Publishing the website
  1. Click on the "Services" dropdown and select "S3" again under "Storage".

  2. Click "Create Bucket" and enter a name for your website bucket. We'll use mmex-my-asset-store. Press "Next".

  3. Press "Next" on the properties page.

  4. Select "Grant public read access to this bucket" under "Manage public permissions" on the permissions page. Press "Next".

    Bucket public access

  5. Press "Create bucket"

  6. Open the bucket and press "Upload". Select all the files from html/build/. On the permissions page select "Grant public read access to this object(s)". Finish uploading the items.

  7. On the bucket page, click on the "Properties" tab at the top.

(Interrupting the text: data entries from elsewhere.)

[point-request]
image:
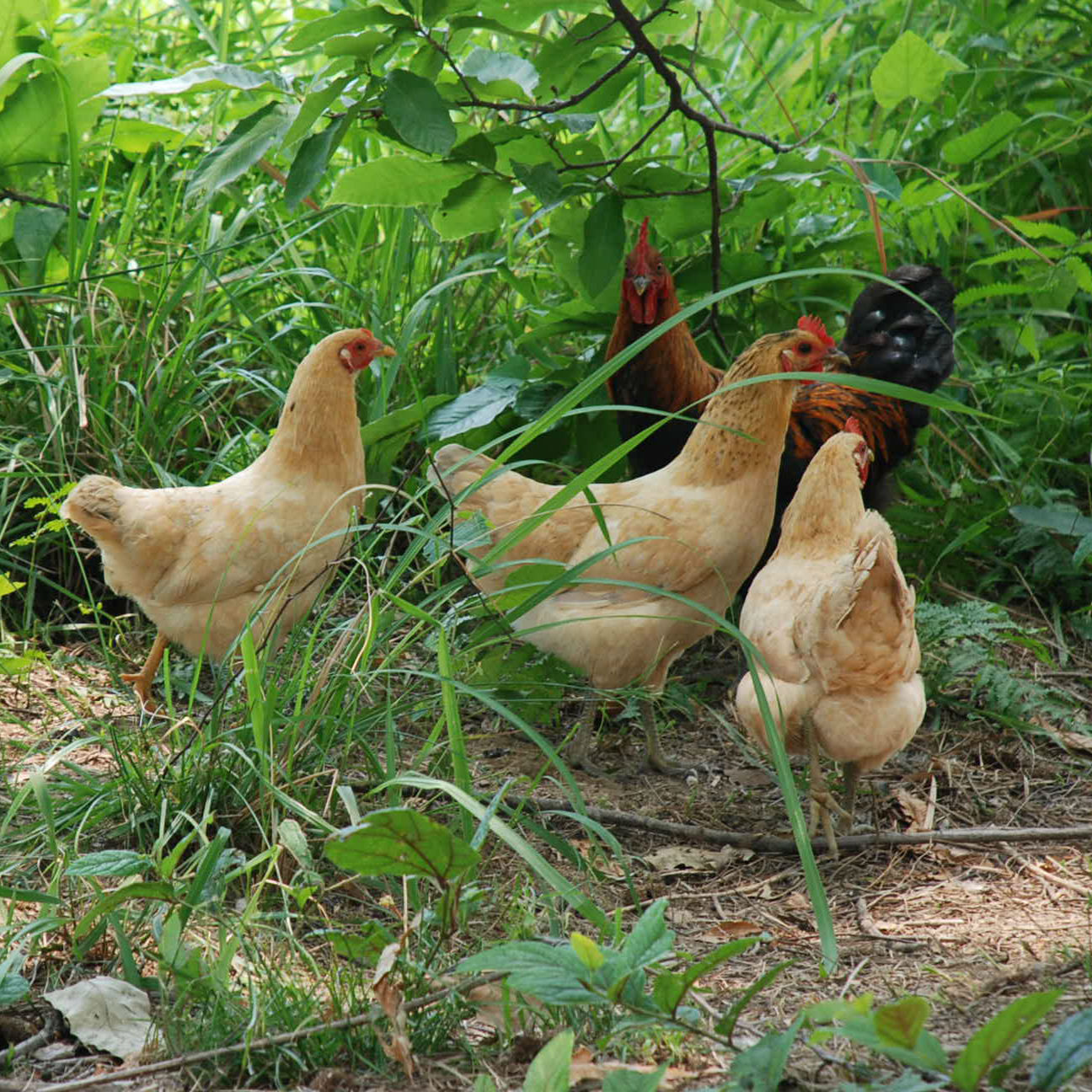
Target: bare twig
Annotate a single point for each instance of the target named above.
(770, 843)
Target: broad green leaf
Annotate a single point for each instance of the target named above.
(110, 863)
(32, 124)
(34, 233)
(552, 973)
(399, 180)
(240, 150)
(587, 950)
(139, 889)
(549, 1069)
(488, 66)
(1062, 519)
(989, 1042)
(136, 136)
(984, 141)
(604, 244)
(541, 178)
(760, 1067)
(479, 205)
(902, 1021)
(1067, 1052)
(634, 1080)
(209, 78)
(420, 116)
(401, 842)
(310, 163)
(911, 68)
(473, 409)
(13, 988)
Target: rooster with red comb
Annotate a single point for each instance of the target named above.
(891, 335)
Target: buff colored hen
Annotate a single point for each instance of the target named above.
(833, 616)
(693, 530)
(201, 560)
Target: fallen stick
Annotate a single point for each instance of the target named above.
(771, 843)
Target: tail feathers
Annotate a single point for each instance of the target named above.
(94, 505)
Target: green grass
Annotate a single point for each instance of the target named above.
(152, 338)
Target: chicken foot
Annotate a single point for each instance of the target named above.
(142, 681)
(578, 752)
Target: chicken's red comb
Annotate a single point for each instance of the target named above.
(812, 324)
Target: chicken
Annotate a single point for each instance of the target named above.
(693, 531)
(833, 617)
(889, 335)
(205, 560)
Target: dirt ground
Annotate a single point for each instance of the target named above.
(969, 927)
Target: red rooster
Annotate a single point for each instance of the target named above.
(889, 335)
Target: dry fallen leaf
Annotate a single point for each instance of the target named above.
(106, 1014)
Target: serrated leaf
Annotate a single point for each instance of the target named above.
(110, 863)
(420, 116)
(989, 1042)
(207, 78)
(541, 178)
(587, 951)
(1067, 1052)
(310, 164)
(549, 1069)
(473, 409)
(911, 68)
(479, 205)
(902, 1021)
(399, 181)
(401, 842)
(240, 150)
(604, 244)
(984, 141)
(488, 66)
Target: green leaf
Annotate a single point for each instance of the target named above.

Click "Static website hosting", select "Use this bucket to host a website" and enter "index.html" in the "Index document" text box. Press "Save".

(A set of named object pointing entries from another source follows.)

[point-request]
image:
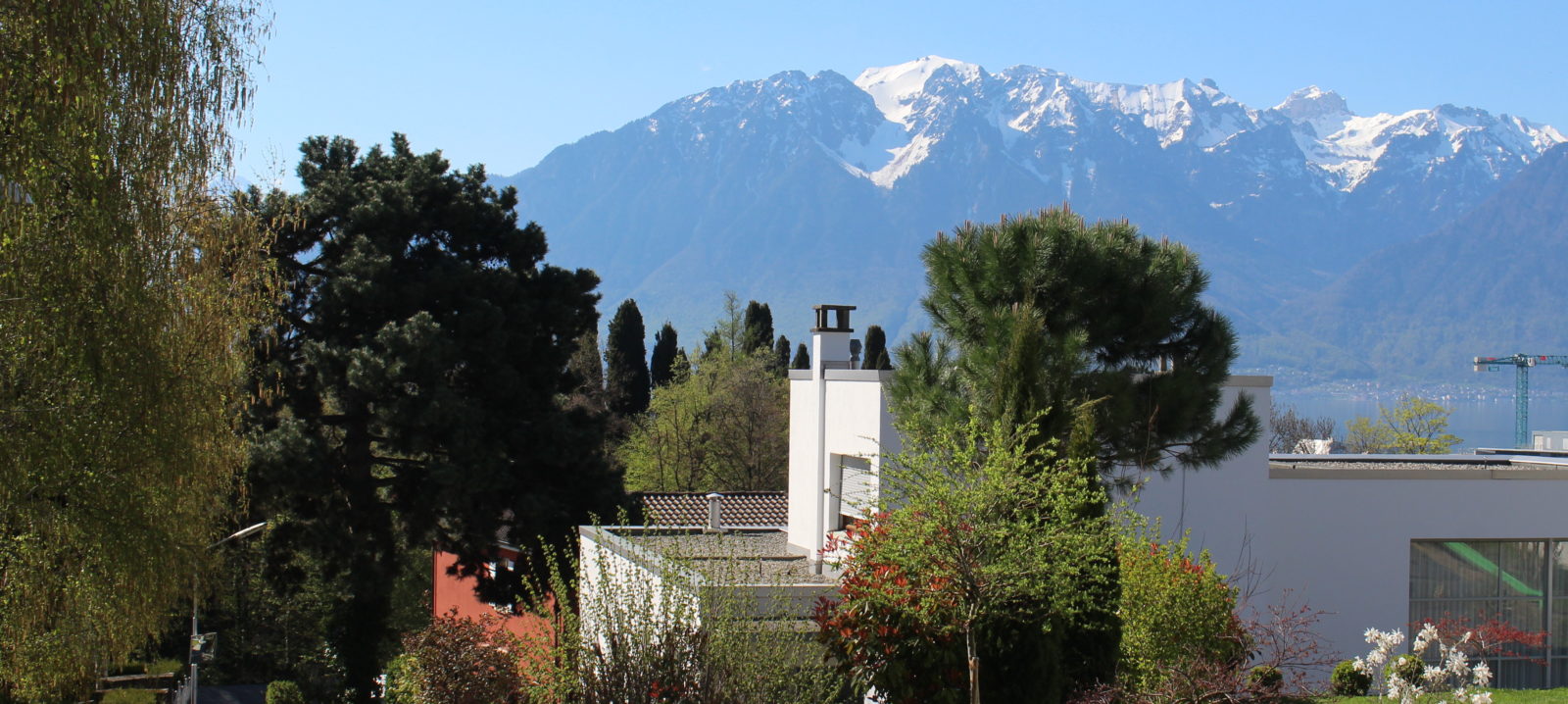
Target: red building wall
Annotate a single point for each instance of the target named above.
(457, 593)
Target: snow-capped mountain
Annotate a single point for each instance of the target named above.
(805, 188)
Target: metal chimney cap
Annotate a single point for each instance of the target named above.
(841, 316)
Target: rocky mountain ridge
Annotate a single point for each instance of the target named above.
(808, 188)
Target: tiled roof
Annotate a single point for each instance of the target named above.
(736, 508)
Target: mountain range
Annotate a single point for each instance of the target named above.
(819, 188)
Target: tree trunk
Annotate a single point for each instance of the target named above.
(974, 667)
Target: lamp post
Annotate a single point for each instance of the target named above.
(195, 632)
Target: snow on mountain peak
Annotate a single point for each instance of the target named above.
(894, 86)
(1321, 109)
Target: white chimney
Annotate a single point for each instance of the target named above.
(830, 339)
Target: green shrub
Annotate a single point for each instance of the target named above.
(1348, 680)
(129, 696)
(1266, 678)
(284, 692)
(1175, 609)
(402, 680)
(1407, 667)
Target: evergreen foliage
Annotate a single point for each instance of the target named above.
(626, 361)
(1045, 314)
(780, 361)
(875, 353)
(587, 371)
(284, 692)
(760, 327)
(662, 364)
(124, 284)
(415, 379)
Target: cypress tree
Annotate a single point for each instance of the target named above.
(875, 348)
(802, 358)
(661, 367)
(681, 367)
(587, 372)
(781, 355)
(758, 327)
(585, 366)
(626, 361)
(420, 350)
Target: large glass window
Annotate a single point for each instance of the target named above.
(1512, 585)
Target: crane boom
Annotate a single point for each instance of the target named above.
(1521, 386)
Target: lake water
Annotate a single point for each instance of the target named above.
(1479, 424)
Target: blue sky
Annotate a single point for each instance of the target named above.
(506, 81)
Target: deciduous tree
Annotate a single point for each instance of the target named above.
(415, 379)
(124, 284)
(1415, 426)
(1047, 313)
(723, 427)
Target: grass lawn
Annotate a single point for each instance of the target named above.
(1497, 696)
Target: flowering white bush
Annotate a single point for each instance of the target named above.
(1450, 680)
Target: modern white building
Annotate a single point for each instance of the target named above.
(1374, 539)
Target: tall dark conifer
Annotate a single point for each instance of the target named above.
(875, 348)
(626, 361)
(661, 366)
(758, 327)
(781, 355)
(802, 358)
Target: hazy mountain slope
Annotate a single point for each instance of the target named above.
(815, 188)
(1484, 284)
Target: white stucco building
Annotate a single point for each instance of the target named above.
(1376, 541)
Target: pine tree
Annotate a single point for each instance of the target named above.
(681, 367)
(661, 367)
(781, 355)
(1042, 314)
(875, 355)
(758, 327)
(626, 361)
(415, 381)
(588, 374)
(802, 358)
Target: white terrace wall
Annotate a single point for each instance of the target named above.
(1341, 539)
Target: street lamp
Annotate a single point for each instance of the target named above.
(195, 648)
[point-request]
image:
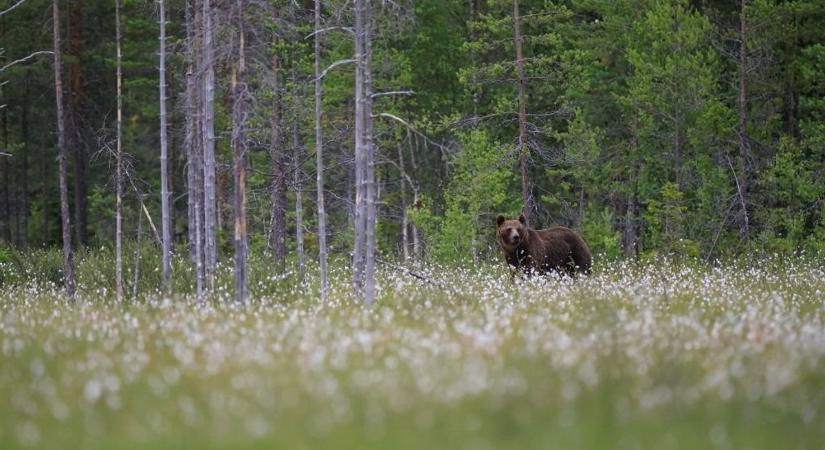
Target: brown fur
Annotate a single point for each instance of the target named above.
(556, 249)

    Static website hosting settings

  8. Go back to the "Overview" tab. Click on index.html. Visit the "Link" at the bottom - if you can view the website you've done everything correctly!

Finished website

4. Create a Lambda function to send download links

Now we need to create a Lambda function to create the download link for the specified content and send them to customers via email.

This Lambda function will be used as a webhook (a machine-used URL) that's called by micromicro when a payment is made. micromicro will send transaction details to the webhook including the message we attached to the address when it was created - the asset id and the customer email address.

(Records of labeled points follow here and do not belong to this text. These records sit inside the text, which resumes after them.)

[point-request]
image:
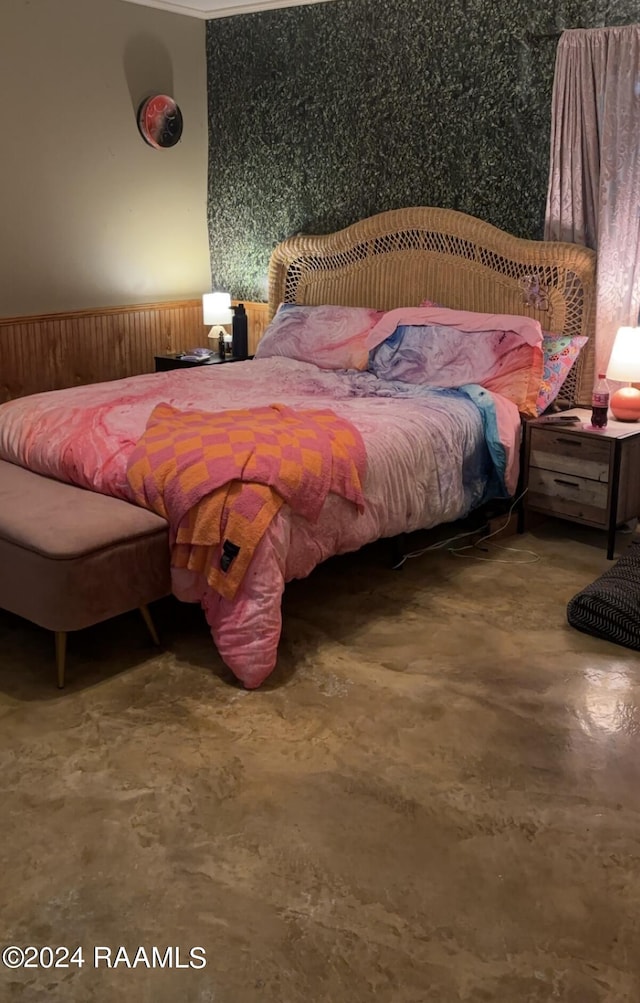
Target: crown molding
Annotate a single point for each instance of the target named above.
(222, 8)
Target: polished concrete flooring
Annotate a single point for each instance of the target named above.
(435, 797)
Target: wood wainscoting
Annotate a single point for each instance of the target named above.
(53, 351)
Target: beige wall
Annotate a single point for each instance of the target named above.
(89, 215)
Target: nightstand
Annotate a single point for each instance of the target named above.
(166, 362)
(582, 474)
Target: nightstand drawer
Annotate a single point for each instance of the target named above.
(585, 448)
(592, 469)
(567, 494)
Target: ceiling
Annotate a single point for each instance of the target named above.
(219, 8)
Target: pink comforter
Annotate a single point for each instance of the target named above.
(415, 453)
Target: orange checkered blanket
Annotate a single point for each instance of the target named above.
(219, 478)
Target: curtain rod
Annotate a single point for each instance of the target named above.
(538, 36)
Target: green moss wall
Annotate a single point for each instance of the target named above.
(325, 113)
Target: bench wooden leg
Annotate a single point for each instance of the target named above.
(60, 655)
(146, 617)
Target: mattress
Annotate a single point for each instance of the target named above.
(432, 455)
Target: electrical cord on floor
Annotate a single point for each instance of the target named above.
(457, 551)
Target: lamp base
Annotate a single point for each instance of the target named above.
(625, 404)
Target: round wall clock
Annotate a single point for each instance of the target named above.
(159, 121)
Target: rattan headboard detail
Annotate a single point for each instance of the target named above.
(403, 256)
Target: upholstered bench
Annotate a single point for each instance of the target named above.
(70, 558)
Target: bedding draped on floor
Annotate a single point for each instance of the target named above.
(219, 479)
(431, 456)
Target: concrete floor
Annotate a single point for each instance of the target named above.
(435, 797)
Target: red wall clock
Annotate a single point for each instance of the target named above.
(159, 121)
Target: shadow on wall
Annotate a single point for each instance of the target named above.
(147, 68)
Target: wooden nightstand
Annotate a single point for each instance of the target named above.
(167, 362)
(581, 474)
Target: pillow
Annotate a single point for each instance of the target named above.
(330, 337)
(449, 348)
(560, 351)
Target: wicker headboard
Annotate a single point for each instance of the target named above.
(403, 256)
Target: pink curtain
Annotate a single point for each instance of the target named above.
(594, 180)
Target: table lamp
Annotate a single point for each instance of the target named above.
(217, 312)
(624, 366)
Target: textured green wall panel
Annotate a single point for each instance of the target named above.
(325, 113)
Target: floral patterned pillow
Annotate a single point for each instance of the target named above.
(560, 351)
(330, 337)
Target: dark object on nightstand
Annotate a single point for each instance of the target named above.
(584, 474)
(166, 362)
(240, 333)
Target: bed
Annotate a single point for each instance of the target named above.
(428, 455)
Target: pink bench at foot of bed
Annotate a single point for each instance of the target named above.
(71, 558)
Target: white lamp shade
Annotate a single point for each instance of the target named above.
(217, 308)
(624, 364)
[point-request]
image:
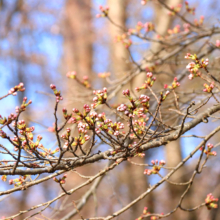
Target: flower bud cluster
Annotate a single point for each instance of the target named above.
(106, 125)
(71, 75)
(148, 83)
(104, 11)
(124, 39)
(137, 107)
(10, 119)
(163, 96)
(61, 180)
(19, 87)
(18, 181)
(100, 98)
(56, 93)
(23, 105)
(188, 9)
(175, 30)
(208, 88)
(194, 67)
(211, 202)
(174, 85)
(65, 115)
(139, 125)
(156, 167)
(104, 75)
(147, 27)
(200, 22)
(209, 151)
(175, 9)
(145, 213)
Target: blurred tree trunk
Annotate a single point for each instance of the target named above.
(173, 154)
(135, 181)
(78, 41)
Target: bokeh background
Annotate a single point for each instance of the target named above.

  1. The steps to create this function are fairly similar to those for the create_address function. You can reuse the api gateway and api stage we created before. Replace create_address with send_email everywhere.

    Create a role with name send_email_role and the "S3 object read-only permissions" policy template instead of "Basic Edge Lambda permissions".

    Configure these environment variables:

    • SEND_BUCKET: The name of the bucket containing your assets (mmex-my-assets in the example).

    • SEND_TOKEN: To prevent people from accessing downloads by sending fake data to the webhook we'll create a secret token to include in the request. Come up with 40 or so random numbers and letters and put them in the "Value" text box. You can use random.org or another random data generator of your choice.

    • SEND_EMAIL: The email address that will send links to customers.

    • SEND_EMAIL_SERVER: The (SMTP) mail server.

    • SEND_EMAIL_PORT: The mail server port.

    • SEND_EMAIL_STARTTLS: Set to 1 if starttls/ssl is used to connect to the server, otherwise 0.

    • SEND_EMAIL_USERNAME: The username to log into the mail server. This may be the same as SEND_EMAIL.

    • SEND_EMAIL_PASSWORD: The password for the email address.

  2. You can test the function with this payload:

    { "queryStringParameters": {"t": "YOURTOKEN"}, "body": "{\"message\": \"{\\\"name\\\": \\\"testing product name\\\", \\\"email\\\": \\\"YOUREMAIL@HOST.com\\\", \\\"id\\\": \\\"asset2.txt\\\"}\"}" }

    (replace the token with the one from SEND_TOKEN and the email address with your own)

    If it works, you should get an email with a download link for asset2.txt.

  3. Copy the POST API Gateway resource URL for send_email in the same way that we did when setting up the website.

  4. Log into micromicro, open "Settings", and paste the URL. At the end of the URL add ?t= and then the value you used for SEND_TOKEN. Save the settings.

  5. Press the "Test Webhook" button. If you open the send_email Lambda function in AWS and go to the "Monitoring" tab you should see the invocation count has increased.

5. Trying it all out

Open your website again and try purchasing something.

You might need to make another micromicro account and transfer some money to it to make the payment. A few seconds after you've paid you should get an email with the download link.

Showing a payment address on the website

If something breaks, double check the previous steps and follow the debugging instructions there. If you've made extra changes on your own, try reverting them and re adding them one at a time until you identify what caused it to fail.

Of course the store's pretty bare-bones as it is, but you can go anywhere from here!